2. I have read and understand my doctor’s statements that follow:
“Medications, including the appetite suppressants, have labeling worked out between the makers of the medication and the Food and Drug Administration. This labeling contains, among other things, suggestions for using the medication. The appetite suppressant labeling suggestions are generally based on shorter term studies (up to 12 weeks) using the dosages indicated in the labeling.
“As a bariatric physician, I have found the appetite suppressants helpful for periods far in excess of 12 weeks, and at times in larger doses than those suggested in the labeling. As a physician, I am not required to use the medication as the labeling suggests, but I do use the labeling as a source of information along with my own experience, the experience of my colleagues, recent longer term studies and recommendations of university based investigators. Based on these, I have chosen, when indicated, to use the appetite suppressants for longer periods of time and at times, in increased doses.
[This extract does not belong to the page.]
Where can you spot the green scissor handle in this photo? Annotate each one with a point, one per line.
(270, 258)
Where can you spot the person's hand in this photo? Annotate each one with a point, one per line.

“Such usage has not been as systematically studied as that suggested in the labeling and it is possible, as with most other medications, that there could be serious side effects (as noted below).
“As a bariatric physician, I believe the probability of such side effects is outweighed by the benefit of the appetite suppressant use for longer periods of time and when indicated in increased doses. However, you must decide if you are willing to accept the risks of side effects, even if they might be serious, for the possible help the appetite suppressants use in this manner may give.”
3. I understand it is my responsibility to follow the instructions carefully and to report to the doctor treating me for my weight any significant medical problems that I think may be related to my weight control program as soon as reasonably possible.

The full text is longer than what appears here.